Histone mRNA levels are tightly coordinated with DNA replication to ensure proper replication of chromatin. The replication-dependent histone genes encode the only non-polyadenylated mRNAs is eukaryotic cells. These mRNAs end in a conserved stemloop, which interacts with the stemloop binding protein, SLBP. The stem-loop/SLBP complex functions in all steps of histone mRNA metabolism in place of the polyA tail. Most of the regulation of histone mRNA levels is posttranscriptional and is mediated by the stemloop/SLBP complex. Formation of the 3'end of histone mRNA is cell-cycle regulated, primarily mediated by controlling the levels of SLBP. We will determine the additional components that recruit the cleavage factor to the histone pre-mRNA pre-processing complex.
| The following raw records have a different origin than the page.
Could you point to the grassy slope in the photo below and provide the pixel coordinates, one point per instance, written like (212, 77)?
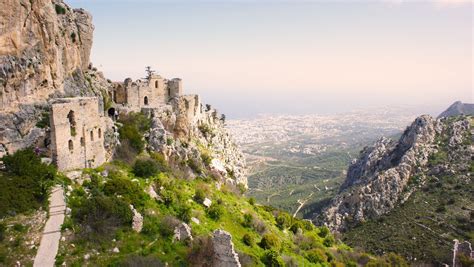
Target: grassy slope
(159, 246)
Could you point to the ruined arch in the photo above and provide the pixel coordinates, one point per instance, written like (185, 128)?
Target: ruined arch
(72, 122)
(70, 145)
(111, 112)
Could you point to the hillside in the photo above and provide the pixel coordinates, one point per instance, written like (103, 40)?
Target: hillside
(412, 197)
(458, 108)
(303, 158)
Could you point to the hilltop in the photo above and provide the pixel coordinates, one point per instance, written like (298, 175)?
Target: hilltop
(412, 196)
(458, 108)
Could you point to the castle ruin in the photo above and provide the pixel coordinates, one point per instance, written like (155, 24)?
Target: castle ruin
(77, 133)
(151, 92)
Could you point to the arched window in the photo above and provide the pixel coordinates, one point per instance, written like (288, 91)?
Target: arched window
(72, 122)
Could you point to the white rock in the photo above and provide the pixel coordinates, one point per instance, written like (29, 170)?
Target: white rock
(195, 220)
(207, 202)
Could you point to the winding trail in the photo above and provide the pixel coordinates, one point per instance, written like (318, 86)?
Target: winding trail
(46, 255)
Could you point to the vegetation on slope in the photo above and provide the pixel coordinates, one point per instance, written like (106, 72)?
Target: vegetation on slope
(440, 210)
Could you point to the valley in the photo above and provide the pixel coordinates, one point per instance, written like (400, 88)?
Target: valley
(295, 159)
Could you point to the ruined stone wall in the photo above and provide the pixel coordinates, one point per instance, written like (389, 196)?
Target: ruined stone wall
(77, 133)
(175, 88)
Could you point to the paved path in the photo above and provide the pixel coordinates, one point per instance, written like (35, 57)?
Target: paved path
(46, 255)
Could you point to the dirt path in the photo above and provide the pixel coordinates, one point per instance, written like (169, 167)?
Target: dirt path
(48, 248)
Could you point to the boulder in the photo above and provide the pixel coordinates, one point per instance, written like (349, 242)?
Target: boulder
(224, 254)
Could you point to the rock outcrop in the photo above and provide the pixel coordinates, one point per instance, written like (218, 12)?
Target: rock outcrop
(458, 108)
(201, 140)
(378, 179)
(460, 250)
(224, 254)
(44, 53)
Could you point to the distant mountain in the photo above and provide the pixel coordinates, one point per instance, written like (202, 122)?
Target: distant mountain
(412, 196)
(458, 108)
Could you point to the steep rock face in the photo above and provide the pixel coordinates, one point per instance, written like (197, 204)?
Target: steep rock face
(458, 108)
(378, 179)
(202, 139)
(41, 44)
(44, 53)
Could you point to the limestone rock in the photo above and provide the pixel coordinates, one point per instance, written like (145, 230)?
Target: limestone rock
(137, 222)
(207, 202)
(461, 248)
(224, 254)
(182, 232)
(376, 181)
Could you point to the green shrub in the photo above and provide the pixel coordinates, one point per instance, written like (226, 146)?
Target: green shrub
(252, 201)
(168, 224)
(128, 190)
(3, 229)
(270, 241)
(215, 212)
(316, 255)
(206, 158)
(101, 215)
(248, 220)
(26, 163)
(145, 168)
(329, 241)
(199, 196)
(194, 166)
(323, 231)
(283, 220)
(184, 213)
(248, 240)
(273, 259)
(168, 197)
(20, 228)
(151, 226)
(297, 225)
(25, 183)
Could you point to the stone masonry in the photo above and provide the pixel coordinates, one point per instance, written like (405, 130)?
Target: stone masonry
(77, 133)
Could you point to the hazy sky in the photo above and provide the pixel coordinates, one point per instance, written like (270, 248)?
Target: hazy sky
(249, 57)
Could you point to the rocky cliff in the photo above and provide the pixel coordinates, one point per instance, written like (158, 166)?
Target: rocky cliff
(202, 142)
(380, 178)
(458, 108)
(44, 52)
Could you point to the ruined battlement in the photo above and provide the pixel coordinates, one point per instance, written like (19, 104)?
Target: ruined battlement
(77, 133)
(151, 92)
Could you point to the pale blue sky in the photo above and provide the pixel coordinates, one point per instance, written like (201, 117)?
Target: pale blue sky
(249, 57)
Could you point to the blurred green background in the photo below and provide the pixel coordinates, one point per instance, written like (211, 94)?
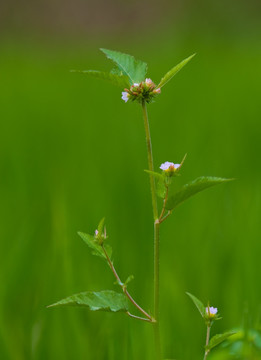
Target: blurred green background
(71, 152)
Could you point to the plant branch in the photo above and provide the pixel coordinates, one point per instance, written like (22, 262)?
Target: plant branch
(166, 216)
(156, 236)
(150, 161)
(207, 341)
(164, 203)
(137, 317)
(124, 288)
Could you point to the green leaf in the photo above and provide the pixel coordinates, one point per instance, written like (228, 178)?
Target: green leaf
(199, 305)
(160, 183)
(106, 300)
(115, 79)
(92, 243)
(219, 338)
(167, 77)
(135, 69)
(193, 188)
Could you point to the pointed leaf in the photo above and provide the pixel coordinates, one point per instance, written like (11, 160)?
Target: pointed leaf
(219, 338)
(90, 241)
(135, 69)
(167, 77)
(106, 300)
(121, 81)
(160, 183)
(193, 188)
(199, 305)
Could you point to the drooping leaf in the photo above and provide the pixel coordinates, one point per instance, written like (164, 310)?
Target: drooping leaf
(167, 77)
(160, 183)
(135, 69)
(199, 305)
(193, 188)
(93, 244)
(106, 300)
(219, 338)
(121, 81)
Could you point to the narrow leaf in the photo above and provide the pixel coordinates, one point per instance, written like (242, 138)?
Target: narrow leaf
(199, 305)
(167, 77)
(160, 183)
(193, 188)
(219, 338)
(106, 300)
(121, 81)
(135, 69)
(90, 241)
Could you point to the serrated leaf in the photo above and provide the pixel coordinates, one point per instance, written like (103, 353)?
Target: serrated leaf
(219, 338)
(135, 69)
(160, 183)
(106, 300)
(193, 188)
(199, 305)
(121, 81)
(90, 241)
(167, 77)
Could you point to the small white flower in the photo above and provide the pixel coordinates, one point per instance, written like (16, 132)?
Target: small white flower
(148, 82)
(125, 96)
(211, 311)
(169, 166)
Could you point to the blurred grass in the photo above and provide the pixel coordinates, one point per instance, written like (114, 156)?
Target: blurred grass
(73, 152)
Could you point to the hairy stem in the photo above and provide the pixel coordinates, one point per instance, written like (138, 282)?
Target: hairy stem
(164, 204)
(124, 289)
(207, 341)
(150, 161)
(156, 236)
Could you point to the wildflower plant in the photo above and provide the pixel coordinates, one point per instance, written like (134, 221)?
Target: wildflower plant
(130, 75)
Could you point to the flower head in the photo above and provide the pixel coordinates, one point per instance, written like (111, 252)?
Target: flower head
(211, 312)
(169, 166)
(148, 82)
(143, 91)
(125, 96)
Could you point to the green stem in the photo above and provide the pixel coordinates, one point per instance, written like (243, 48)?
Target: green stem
(156, 236)
(150, 161)
(207, 341)
(124, 289)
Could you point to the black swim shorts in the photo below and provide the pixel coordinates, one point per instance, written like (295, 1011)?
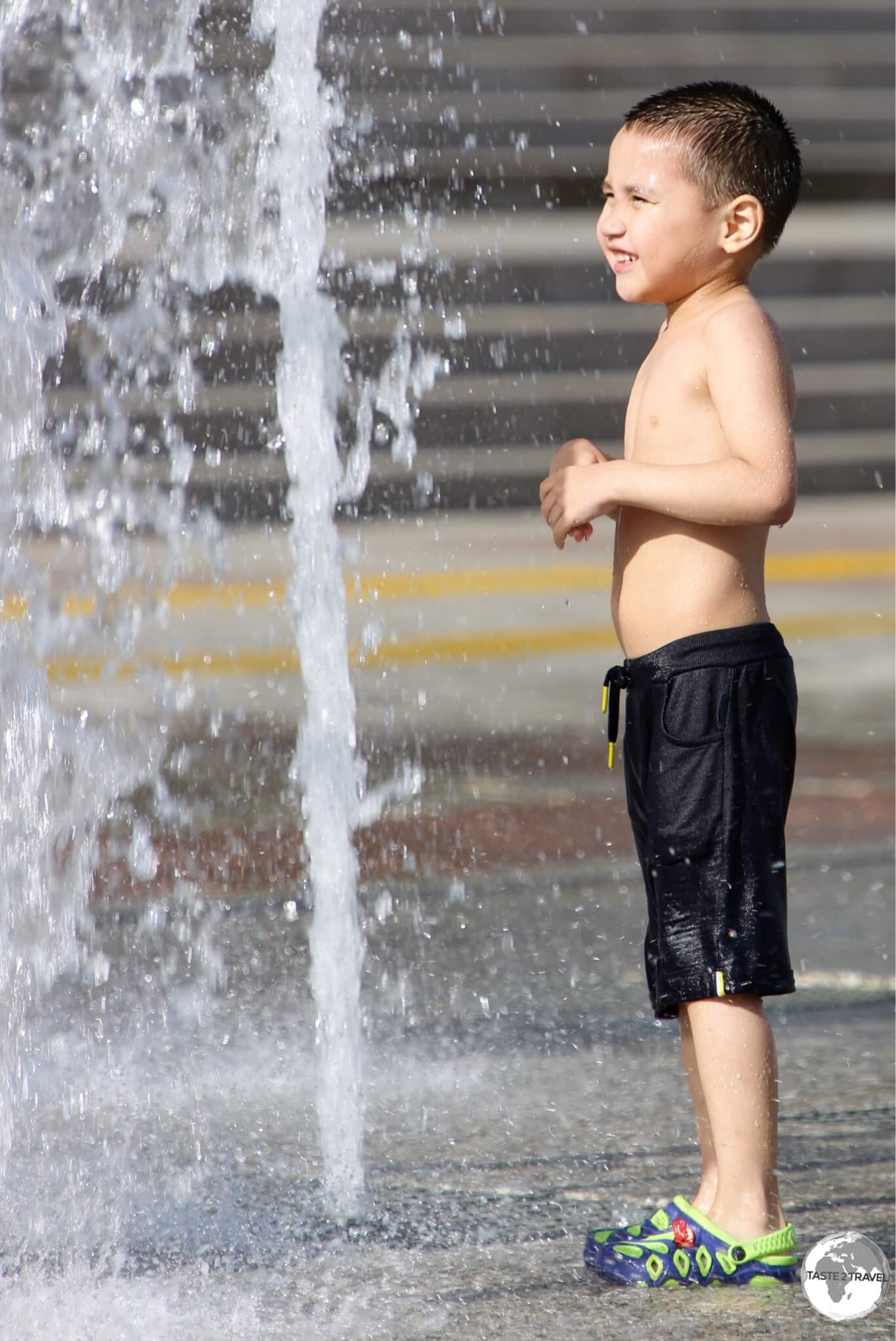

There are likely factors that regulate processing that influence this recruitment and we will characterize both positive and negative factors, involved in this critical regulatory step. The second regulatory step that coordinates histone mRNA levels with DNA replication is regulation of histone mRNA half-life. Histone mRNA degradation is initiated by oligouridylation of the 3'end. We will identify the terminal uridyl transferase (TUTase) involved in the oligouridylation, and the mechanism by which the TUTase is recruited to activate histone mRNA degradation. These studies will allow us to identify novel factors and modifications involved in coupling DNA replication with histone mRNA degradation.

Public Health Relevance

Each S-phase the cell must properly replicate its genome, and package the newly replicated DNA into chromatin. The levels of histone mRNA are tightly controlled by regulating both 3'end formation and mRNA degradation. We will determine the biochemical mechanisms that couple histone mRNA metabolism with DNA replication.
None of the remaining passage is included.